Durante seis semanas por ano, o navio de investigação Celtic Explorer navega na plataforma atlântica da Irlanda.

Os cientistas do Instituto Marinho recolhem amostras que permitem avaliar a quantidade de peixe no mar e avaliar a sustentabilidade da pesca em cada zona específica.

"Saímos nesta altura do ano, para pescar e tentar avaliar o tamanho dos vários stocks de peixe e de todas as espécies demersais, ou seja, as espécies que vivem e se alimentam no fundo do mar. Queremos saber se as unidades populacionais estão a aumentar ou a diminuir e, em particular, concentramo-nos nos peixes jovens que vão começar a ser pescados", disse à euronews David Stokes, chefe da equipa de cientistas do Celtic Explorer que realiza o Irish Groundfish Survey 2021.

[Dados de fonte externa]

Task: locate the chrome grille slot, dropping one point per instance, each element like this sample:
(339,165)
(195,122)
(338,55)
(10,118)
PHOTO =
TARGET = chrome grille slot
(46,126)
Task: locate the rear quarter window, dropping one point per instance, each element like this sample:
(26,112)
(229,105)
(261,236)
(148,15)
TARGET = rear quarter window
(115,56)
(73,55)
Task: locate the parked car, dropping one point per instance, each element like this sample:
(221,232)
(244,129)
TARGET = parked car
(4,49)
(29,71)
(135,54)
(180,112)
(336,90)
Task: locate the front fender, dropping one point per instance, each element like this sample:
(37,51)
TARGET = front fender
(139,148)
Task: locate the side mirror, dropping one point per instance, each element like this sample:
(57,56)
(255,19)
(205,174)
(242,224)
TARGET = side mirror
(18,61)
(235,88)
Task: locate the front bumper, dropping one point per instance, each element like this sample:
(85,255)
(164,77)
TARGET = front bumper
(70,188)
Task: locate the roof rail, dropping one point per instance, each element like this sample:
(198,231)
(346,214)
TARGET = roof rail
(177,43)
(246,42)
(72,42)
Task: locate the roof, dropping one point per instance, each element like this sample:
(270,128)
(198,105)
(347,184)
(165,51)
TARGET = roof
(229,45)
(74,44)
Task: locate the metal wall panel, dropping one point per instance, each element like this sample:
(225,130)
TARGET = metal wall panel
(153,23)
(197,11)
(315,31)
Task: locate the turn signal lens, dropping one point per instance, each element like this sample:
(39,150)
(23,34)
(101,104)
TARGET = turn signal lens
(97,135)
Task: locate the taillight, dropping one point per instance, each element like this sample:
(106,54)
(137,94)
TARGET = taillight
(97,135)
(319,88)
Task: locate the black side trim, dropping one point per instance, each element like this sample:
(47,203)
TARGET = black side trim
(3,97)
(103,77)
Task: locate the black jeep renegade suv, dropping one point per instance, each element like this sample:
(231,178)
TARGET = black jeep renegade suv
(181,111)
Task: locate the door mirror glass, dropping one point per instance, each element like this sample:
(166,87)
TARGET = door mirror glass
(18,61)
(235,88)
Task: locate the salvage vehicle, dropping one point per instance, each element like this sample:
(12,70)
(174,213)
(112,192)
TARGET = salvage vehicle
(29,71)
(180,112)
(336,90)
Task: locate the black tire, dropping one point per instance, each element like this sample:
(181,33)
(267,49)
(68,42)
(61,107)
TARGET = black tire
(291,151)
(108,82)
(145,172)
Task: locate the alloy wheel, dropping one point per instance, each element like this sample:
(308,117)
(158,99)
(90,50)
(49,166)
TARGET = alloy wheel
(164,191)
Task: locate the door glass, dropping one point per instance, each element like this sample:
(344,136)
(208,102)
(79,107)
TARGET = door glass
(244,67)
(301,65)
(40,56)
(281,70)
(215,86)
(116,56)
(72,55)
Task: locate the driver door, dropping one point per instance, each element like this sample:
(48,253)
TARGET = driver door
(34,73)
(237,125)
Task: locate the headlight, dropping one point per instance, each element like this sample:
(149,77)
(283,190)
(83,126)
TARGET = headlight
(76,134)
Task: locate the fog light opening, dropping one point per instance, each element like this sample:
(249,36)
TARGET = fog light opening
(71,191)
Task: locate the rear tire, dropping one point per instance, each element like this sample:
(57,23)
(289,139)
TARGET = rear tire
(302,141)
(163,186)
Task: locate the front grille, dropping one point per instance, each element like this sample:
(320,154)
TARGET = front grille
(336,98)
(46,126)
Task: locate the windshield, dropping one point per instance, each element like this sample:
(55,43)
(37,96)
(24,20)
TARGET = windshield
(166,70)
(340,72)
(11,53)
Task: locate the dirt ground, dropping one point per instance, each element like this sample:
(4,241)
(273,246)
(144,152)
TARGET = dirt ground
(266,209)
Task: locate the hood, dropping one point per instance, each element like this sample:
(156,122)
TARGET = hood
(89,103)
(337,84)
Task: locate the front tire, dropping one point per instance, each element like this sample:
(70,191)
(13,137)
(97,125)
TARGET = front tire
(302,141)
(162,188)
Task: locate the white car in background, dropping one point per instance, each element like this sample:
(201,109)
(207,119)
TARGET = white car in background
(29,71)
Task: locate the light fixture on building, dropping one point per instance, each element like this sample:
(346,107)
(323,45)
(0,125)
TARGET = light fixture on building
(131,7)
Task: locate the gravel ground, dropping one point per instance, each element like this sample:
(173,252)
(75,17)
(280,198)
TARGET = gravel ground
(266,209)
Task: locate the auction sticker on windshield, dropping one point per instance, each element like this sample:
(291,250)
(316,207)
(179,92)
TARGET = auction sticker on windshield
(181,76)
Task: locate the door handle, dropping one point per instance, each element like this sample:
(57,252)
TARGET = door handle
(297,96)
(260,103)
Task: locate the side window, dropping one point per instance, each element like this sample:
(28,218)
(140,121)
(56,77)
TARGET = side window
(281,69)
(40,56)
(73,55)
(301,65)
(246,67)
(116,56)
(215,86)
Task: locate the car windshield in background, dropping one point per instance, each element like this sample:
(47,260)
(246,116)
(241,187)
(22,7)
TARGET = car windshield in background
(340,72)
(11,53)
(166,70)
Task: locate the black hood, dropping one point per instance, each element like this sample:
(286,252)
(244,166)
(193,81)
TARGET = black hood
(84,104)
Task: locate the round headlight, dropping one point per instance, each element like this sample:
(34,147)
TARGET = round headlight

Os cientistas recolhem amostras em sítios específicos. O navio possui uma rede de arrasto especialmente concebida para capturar peixes de pequena dimensão. A amostra de peixes jovens é uma forma de prever o número de capturas disponíveis num futuro próximo. Para os cientistas a pesca sustentável deve basear-se na ciência

"Lançamos a rede que vai para o fundo do mar, e depois rebocamo-la ao longo do fundo do mar durante 30 minutos. Arrastamo-la de volta. O peixe é levado para a sala de peixes, onde é classificado em função da espécie", explicou David Stokes.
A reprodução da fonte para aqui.